Feels the banks are a Buy. This bank typically, has not been the stronger of the group of 6. He would favour National (NA-T) in the smaller banks and, Bank of Nova Scotia (BNS-T) and Toronto Dominion (TD-T) in the larger banks.

COMMENT

He only follows Bank of Nova Scotia (BNS-T) but in terms of valuation of the group in general, dividend payout ratios are very low in the stocks are very, very cheap. Most are increasing their dividends and most are having better credit quality. Asset prices are improving and business is good. Thinks the whole group is great.

COMMENT

This would be his 5th favourite bank out of the big 5 Cdn banks. Has broken through its 50 day and 200 day support although the sentiment indicator has turned pretty level now. The Cdn banks are pretty good value here. (See Top Picks.)

BUY

Bank of Montréal (BMO-T), BMO Covered Call Cdn Banks (ZWB-T) or US banks? Likes Cdn banks better than US banks. Our banks are solidly better quality right across the board. Banks have been weak lately and the index has pulled back to a major support. This one in particular, has pulled back to a level that is quite attractive plus it has a nice yield.
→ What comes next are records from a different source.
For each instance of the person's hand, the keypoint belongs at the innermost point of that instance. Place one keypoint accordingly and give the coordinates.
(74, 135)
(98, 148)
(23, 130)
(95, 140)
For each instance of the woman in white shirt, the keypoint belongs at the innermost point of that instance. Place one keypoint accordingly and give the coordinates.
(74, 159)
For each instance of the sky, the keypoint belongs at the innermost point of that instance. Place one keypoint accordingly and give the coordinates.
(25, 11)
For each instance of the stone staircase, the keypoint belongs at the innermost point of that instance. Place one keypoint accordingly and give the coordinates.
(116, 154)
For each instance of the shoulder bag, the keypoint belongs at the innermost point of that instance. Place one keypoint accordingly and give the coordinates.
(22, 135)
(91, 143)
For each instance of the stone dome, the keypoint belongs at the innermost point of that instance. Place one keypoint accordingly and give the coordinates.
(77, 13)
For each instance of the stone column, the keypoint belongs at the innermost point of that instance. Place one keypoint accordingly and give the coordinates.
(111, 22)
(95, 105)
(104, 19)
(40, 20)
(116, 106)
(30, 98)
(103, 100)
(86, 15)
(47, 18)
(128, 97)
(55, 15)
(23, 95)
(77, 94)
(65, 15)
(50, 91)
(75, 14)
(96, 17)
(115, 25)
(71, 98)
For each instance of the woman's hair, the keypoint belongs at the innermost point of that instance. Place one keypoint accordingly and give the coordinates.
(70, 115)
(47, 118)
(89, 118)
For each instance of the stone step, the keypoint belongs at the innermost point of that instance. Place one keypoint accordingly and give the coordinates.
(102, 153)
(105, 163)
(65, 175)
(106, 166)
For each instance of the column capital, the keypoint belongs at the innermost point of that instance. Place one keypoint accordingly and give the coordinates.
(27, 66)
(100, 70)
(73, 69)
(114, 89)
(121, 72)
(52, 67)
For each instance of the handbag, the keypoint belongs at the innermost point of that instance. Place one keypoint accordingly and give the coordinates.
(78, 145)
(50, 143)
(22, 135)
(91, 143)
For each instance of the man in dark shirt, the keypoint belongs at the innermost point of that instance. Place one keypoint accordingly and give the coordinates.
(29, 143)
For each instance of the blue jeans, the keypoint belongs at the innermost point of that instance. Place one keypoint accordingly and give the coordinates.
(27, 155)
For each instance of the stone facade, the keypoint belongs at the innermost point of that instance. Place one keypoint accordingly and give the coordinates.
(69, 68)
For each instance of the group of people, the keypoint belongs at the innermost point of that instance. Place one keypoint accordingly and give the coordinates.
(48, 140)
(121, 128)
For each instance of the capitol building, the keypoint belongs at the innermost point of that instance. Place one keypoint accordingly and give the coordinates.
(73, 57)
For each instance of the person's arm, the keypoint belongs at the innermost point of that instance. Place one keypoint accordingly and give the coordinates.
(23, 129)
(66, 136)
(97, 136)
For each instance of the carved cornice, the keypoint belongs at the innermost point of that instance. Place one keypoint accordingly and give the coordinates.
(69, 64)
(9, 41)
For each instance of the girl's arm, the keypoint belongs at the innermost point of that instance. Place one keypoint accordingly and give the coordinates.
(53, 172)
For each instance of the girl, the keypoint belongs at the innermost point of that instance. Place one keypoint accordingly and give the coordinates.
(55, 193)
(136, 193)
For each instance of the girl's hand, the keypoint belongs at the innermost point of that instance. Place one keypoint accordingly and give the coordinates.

However, hanging over the banks is the question of earnings and earnings growth, which is a real problem with this group of stocks.

BUY

Feels Cdn banks are cheaper relative to other Cdn dividend payers that are trading at about 11 or 12 times earnings. Their retail business pays their dividend and this business is pretty stable. Even with some of the worries about the housing market, Cdn banks have the top tier of the credit, so will be less impacted if there was a sustained problem in the Cdn housing market, which he doesn’t foresee happening. Dividend of about 4.5% and the growing.

BUY

(Market call minute.) Great yield. Earnings were okay. Canadian banks look cheap at these levels.

COMMENT

Has been a little bit range bound at around $62 and is above the upward trend line. Technically, it does not look good if it breaks down through $62. It does have a yield that is fairly high, which is helping it on the downside a little bit.

DON'T BUY

He prefers exposure in banks through US regional banks. Canadian banks offer attractive dividends and if you are looking for yield in your portfolio, this is typically been a big component of that. Canadian economy has a greater exposure of GDP through housing than the US had at the peak of their housing market. Believes that housing prices will go lower before they go higher. We are heavily levered as a country on a personal level, which will impact consumer spending and consumer loan growth for the banks.

COMMENT

Of all the banks, this is probably his least favourite because it has a relatively high PE and low relative profitability.